First up in the tense and hostile category would be Edward St. Aubyn’s Patrick Melrose novels. The publication this year of the series finale, At Last, generated enough buzz that I decided to get caught up with the first four. A few pages into Never Mind, I was so repelled by its arch cruelty that I nearly stopped reading, but I was drawn onward by St. Aubyn’s overt but tautly-controlled artistry — the only other contemporary novelist I can think of who makes me feel so strongly that he places each word in precisely the right place for his purposes is Ian McEwan. And I was interested in St. Aubyn’s purposes, too, both moral and aesthetic. They included, I thought, setting up a limit-test for our sympathies, for our willingness to keep reading when no allowances are made for wishful transcendence. Or was that too grim an interpretation? I wasn’t entirely sure, and knowing that the last volume in the quartet was called Some Hope, I allowed myself a little hope and read on. By the end of the fifth novel, I had found hints, at last, that Patrick’s world — St. Aubyn’s world — bleak as it is, offers at least a faint glimpse of mercy, of “a course that is neither bitter nor false.”
The novel I was most reminded of as I read the Patrick Melrose novels was Madame Bovary, another book that tests our capacity to read without sympathy. Unlike St. Aubyn, Flaubert never relents: right to the last moment, on her death bed, when the “stream of black liquid [runs] out of her mouth like vomit,” Emma is a being painful to contemplate. The novel’s perfection lies in the severity — the beauty, even — with which it fulfills its intentions. Nonetheless, I found myself repelled by those intentions. Where is the rule that says great art, or at any rate great realist novels, must rule out of order any belief in our best selves? The novel I love best, Middlemarch, is also morally ruthless, but it sees us complete: full of love as well as bile. But I haven’t been able to stop thinking about Madame Bovary since I finished it; it has become one of the touchstones against which I test my assumptions and prejudices about fiction.

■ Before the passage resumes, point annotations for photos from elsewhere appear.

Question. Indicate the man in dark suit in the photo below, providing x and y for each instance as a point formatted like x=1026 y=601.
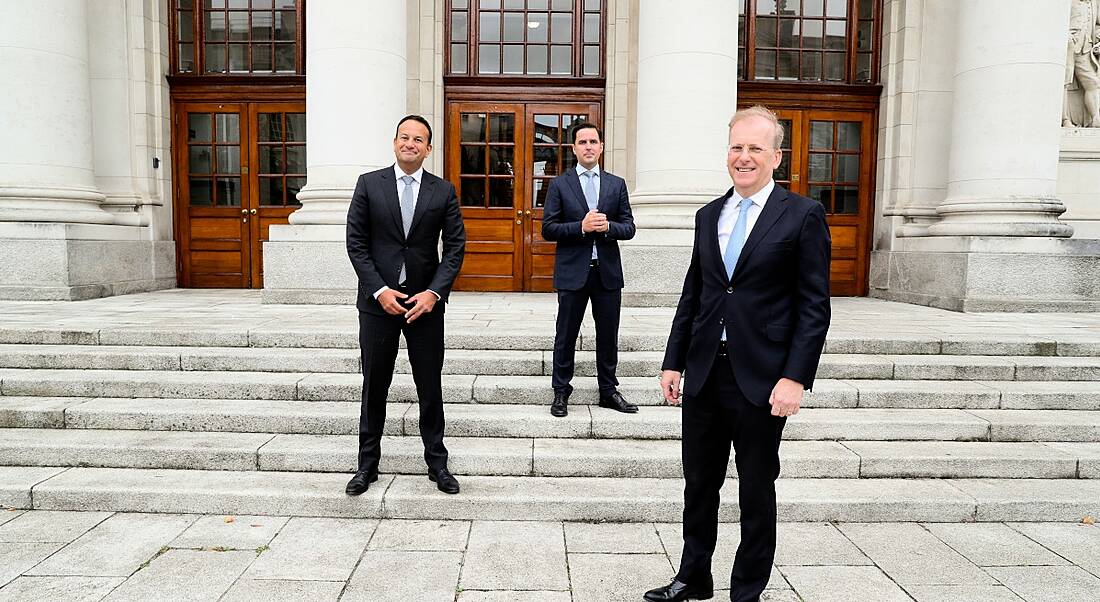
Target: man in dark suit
x=748 y=331
x=586 y=212
x=395 y=222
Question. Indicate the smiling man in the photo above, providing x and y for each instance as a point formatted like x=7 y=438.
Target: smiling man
x=748 y=332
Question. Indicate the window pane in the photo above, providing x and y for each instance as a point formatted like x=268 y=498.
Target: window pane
x=514 y=58
x=561 y=58
x=537 y=59
x=488 y=58
x=490 y=28
x=458 y=58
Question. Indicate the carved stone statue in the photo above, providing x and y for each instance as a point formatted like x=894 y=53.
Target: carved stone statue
x=1081 y=106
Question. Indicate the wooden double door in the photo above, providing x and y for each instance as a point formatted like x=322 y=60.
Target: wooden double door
x=501 y=157
x=239 y=167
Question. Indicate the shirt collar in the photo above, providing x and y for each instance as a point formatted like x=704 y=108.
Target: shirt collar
x=398 y=174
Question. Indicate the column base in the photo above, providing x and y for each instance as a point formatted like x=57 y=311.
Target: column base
x=74 y=262
x=990 y=273
x=308 y=264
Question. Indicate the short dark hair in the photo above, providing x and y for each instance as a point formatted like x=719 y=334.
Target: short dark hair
x=586 y=126
x=419 y=120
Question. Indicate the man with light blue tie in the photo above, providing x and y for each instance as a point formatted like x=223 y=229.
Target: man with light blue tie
x=586 y=212
x=748 y=335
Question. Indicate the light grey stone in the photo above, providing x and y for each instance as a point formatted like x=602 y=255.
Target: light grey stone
x=385 y=575
x=209 y=492
x=499 y=557
x=1032 y=499
x=992 y=545
x=314 y=549
x=420 y=536
x=815 y=544
x=1048 y=583
x=250 y=590
x=117 y=547
x=615 y=578
x=912 y=556
x=843 y=584
x=961 y=459
x=59 y=589
x=47 y=526
x=130 y=448
x=240 y=533
x=612 y=538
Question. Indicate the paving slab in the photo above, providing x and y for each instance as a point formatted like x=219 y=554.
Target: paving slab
x=59 y=589
x=130 y=448
x=250 y=590
x=420 y=536
x=47 y=526
x=314 y=549
x=1048 y=583
x=188 y=575
x=992 y=545
x=1032 y=499
x=226 y=532
x=207 y=492
x=421 y=576
x=501 y=556
x=961 y=459
x=912 y=556
x=117 y=547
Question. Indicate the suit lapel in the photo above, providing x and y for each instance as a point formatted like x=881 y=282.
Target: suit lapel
x=772 y=210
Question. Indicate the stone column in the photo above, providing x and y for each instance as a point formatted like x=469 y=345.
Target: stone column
x=46 y=172
x=1003 y=165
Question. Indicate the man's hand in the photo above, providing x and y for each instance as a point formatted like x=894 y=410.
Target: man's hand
x=421 y=303
x=391 y=302
x=594 y=221
x=785 y=397
x=670 y=386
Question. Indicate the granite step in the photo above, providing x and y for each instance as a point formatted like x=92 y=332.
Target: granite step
x=535 y=422
x=548 y=497
x=535 y=457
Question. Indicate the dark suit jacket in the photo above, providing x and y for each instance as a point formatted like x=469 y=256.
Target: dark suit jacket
x=377 y=245
x=776 y=306
x=561 y=222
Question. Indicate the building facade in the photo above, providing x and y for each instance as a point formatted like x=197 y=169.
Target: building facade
x=216 y=143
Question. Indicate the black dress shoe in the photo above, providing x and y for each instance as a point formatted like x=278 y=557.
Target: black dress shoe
x=678 y=592
x=618 y=403
x=560 y=405
x=443 y=480
x=361 y=482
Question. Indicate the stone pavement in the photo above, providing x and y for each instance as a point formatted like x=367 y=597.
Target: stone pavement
x=91 y=556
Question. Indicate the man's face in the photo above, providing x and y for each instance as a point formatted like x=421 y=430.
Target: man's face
x=410 y=146
x=751 y=157
x=587 y=148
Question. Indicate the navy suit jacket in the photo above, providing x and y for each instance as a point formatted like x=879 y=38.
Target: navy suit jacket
x=377 y=244
x=565 y=208
x=776 y=306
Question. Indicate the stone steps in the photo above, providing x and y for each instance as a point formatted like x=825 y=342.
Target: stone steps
x=294 y=417
x=460 y=389
x=536 y=457
x=545 y=497
x=527 y=362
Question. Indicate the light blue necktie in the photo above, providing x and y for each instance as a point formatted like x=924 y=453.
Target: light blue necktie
x=736 y=241
x=408 y=205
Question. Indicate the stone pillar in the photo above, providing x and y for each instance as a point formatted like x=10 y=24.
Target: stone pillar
x=686 y=94
x=356 y=64
x=46 y=173
x=1003 y=166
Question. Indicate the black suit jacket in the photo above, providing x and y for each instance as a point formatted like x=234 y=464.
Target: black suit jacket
x=776 y=306
x=565 y=208
x=377 y=245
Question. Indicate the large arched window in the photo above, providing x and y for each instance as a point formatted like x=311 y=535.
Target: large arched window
x=826 y=41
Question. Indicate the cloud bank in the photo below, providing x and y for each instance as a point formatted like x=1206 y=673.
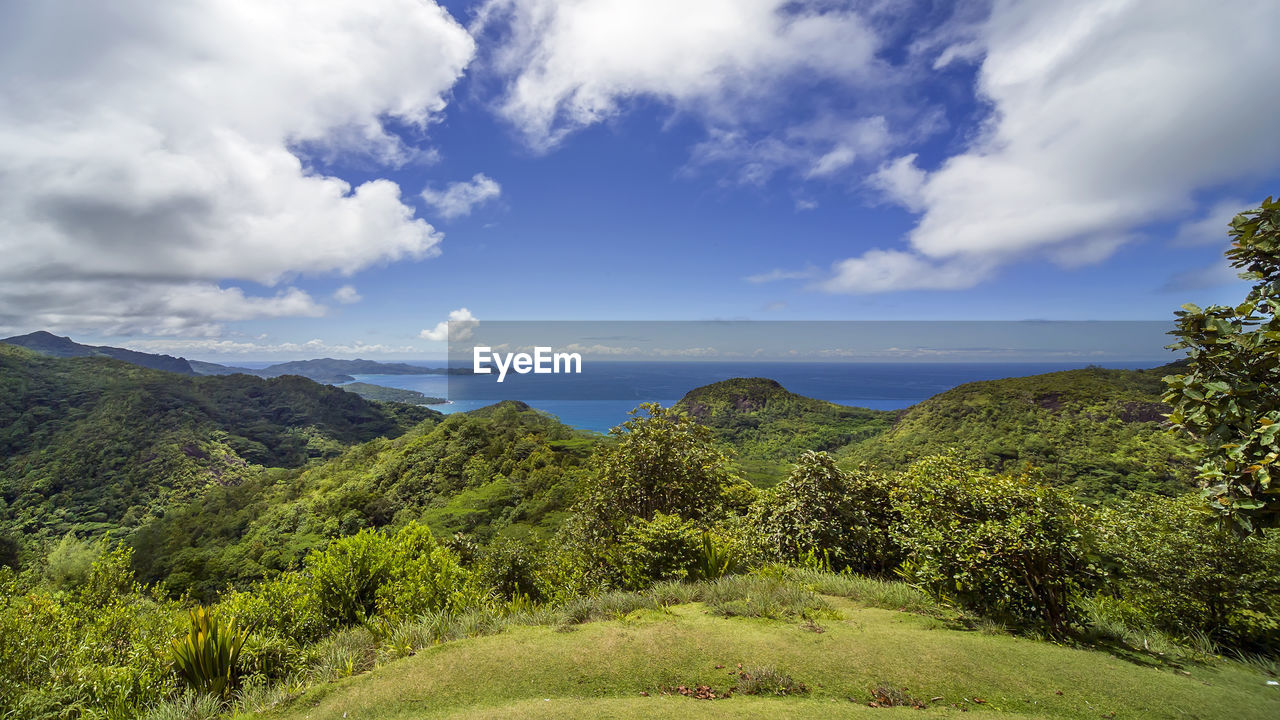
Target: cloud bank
x=1105 y=115
x=149 y=153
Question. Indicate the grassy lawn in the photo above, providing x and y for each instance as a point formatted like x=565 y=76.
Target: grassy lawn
x=600 y=670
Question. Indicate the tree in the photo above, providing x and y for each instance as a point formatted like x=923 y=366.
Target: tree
x=819 y=510
x=662 y=463
x=1229 y=397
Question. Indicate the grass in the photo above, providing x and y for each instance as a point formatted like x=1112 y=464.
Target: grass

Molly Peacock’s The Paper Garden is the opposite of these novels in every imaginable way. Open-ended, exploratory, inquiring, inspiring, it invites us to celebrate the unlikely times and ways in which people can discover their own unique gifts. Part memoir, part biography, part something else much more difficult to define, the book (a beautiful object in its own right) interweaves Peacock’s own reflections on creativity, aging, and sexuality with the story of Mary Delany, who at the age of 72 found her bliss making exquisite paper collages of botanical specimens. That it took her so long to grow into her genius is, for Peacock, thrilling rather than dispiriting. “Some things,” she concludes, “take living long enough to do.” Even if you are somehow unmoved by the fragile beauty and astonishing longevity of Delany’s delicate work, the deeper premise (indeed, the promise) of the book is surely harder to resist: that living itself is an art that requires endless creativity, and that we should not imagine, or fear, that our hope of finding our way fades with our youth.